27. Juli 2024

Management auf den Punkt gebracht!

Vom Kopf auf die Füße?

INSPIRATION: Man stelle sich einmal vor, dem Unternehmen kommt die Zentrale abhanden. Also räumlich betrachtet. Solches gibt es jetzt im Bankensektor. Wobei – schade um die tolle Skyline in Frankfurt und die fantastische Aussicht dort „from the top“.

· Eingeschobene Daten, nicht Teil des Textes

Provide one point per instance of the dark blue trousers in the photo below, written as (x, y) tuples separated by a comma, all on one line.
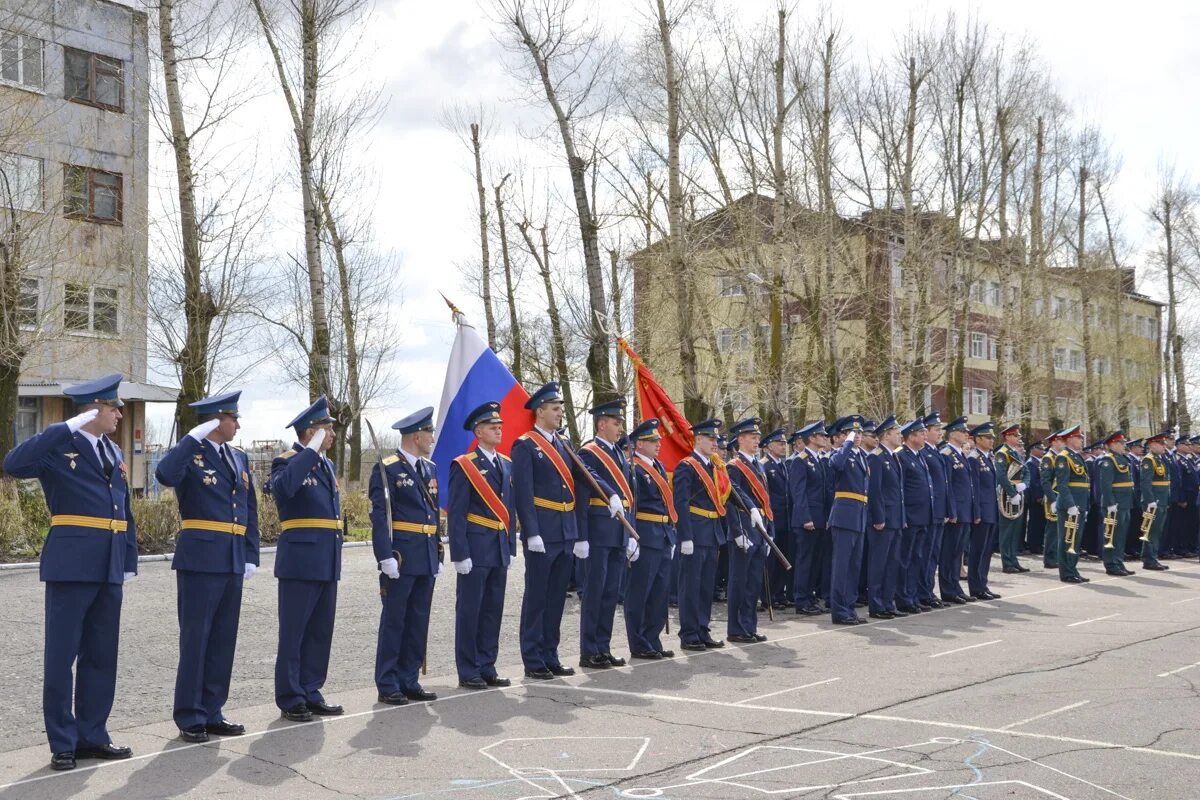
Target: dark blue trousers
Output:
[(846, 565), (306, 631), (83, 624), (403, 631), (697, 582), (541, 607), (646, 600), (881, 579), (599, 606), (745, 587), (983, 541), (478, 611), (954, 536), (208, 605)]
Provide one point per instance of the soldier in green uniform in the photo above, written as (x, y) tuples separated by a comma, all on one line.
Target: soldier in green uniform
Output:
[(1074, 497), (1156, 493), (1012, 476), (1114, 483)]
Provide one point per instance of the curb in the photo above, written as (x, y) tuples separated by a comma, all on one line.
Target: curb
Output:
[(154, 557)]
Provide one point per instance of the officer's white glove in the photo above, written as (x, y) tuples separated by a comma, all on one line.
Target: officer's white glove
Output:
[(615, 507), (203, 429), (81, 420)]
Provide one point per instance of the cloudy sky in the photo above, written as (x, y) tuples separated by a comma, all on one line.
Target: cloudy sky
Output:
[(1131, 68)]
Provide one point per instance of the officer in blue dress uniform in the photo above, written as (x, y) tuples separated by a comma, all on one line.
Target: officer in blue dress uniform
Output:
[(603, 539), (545, 482), (850, 475), (774, 465), (983, 529), (481, 519), (701, 512), (886, 509), (961, 511), (307, 564), (646, 595), (917, 488), (809, 511), (937, 475), (215, 552), (408, 555), (749, 548), (90, 552)]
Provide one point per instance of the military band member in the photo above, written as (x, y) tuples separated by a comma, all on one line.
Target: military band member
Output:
[(215, 552), (961, 510), (700, 510), (307, 564), (850, 475), (1074, 498), (1156, 492), (749, 531), (886, 509), (603, 539), (90, 552), (408, 557), (481, 524), (646, 594), (809, 500)]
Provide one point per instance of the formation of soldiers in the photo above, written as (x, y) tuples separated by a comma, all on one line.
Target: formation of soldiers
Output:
[(859, 513)]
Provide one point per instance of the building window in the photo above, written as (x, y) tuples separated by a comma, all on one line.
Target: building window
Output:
[(21, 60), (90, 310), (21, 182), (94, 79), (91, 194)]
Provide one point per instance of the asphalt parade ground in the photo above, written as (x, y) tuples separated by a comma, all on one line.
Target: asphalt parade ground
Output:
[(1054, 691)]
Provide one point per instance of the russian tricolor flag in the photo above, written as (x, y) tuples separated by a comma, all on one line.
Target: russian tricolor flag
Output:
[(475, 376)]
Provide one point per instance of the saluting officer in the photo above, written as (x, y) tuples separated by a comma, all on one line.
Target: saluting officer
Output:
[(481, 522), (408, 555), (748, 557), (700, 510), (603, 539), (90, 552), (307, 564), (215, 552), (646, 594)]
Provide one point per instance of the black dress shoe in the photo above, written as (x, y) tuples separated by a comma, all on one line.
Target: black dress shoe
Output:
[(196, 735), (394, 698), (324, 709), (225, 728), (108, 752), (298, 714), (63, 762)]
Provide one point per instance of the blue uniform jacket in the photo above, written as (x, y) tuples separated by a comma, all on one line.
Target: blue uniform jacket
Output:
[(689, 492), (917, 487), (305, 489), (886, 492), (73, 483), (595, 525), (484, 545), (850, 476), (205, 491), (409, 504)]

„Banking is necessary, banks are not“: Im Jahre 1994 hat Bill Gates diesen Ausspruch getätigt. Heute, 30 Jahre später, haben erste Pioniere die radikale Konsequenz daraus gezogen. Das ist doch beeindruckend! Also auch, dass es 30 Jahre gedauert hat. Welches Tempo doch der Fortschritt hat …


Anzeige:

Machen Sie Ihr Unternehmen zukunftssicherer: Lesen Sie "Bright Future Business", das neue Buch von Prof. Dr. Pero Mićić. Erfahren Sie, welche acht Eigenschaften ein zukunftssicheres Unternehmen ausmachen und wie man sie als Masterplan für die Entwicklung des eigenen Unternehmens wie auch als Checkliste für Investments nutzt. Zum Buch...


Aber auch dass eine deutsche Bank, die Sparda-Bank Berlin, hier sich als Pionier rühmt. Autor Frank Kohler (Von der Bankzentrale zum dezentralen Netzwerk) ist deren Vorstandsvorsitzender und berichtet über die Umstellung. Auslöser war – da schau an: nicht das Bill-Gates-Zitat, sondern – die Pandemie. Die Bank verlagerte das Geschäft zunehmend in digitale Kanäle. Was eben Homeoffice bedeuten konnte für Mitarbeitende, aber auch mobiles Arbeiten. Oder solches im Coworking Space. Oder in irgendeiner Filiale. Und während man das so praktizierte, stellte man fest, und offensichtlich musste man massiv das Tabu verbalisieren: Brauchen wir eine Zentrale?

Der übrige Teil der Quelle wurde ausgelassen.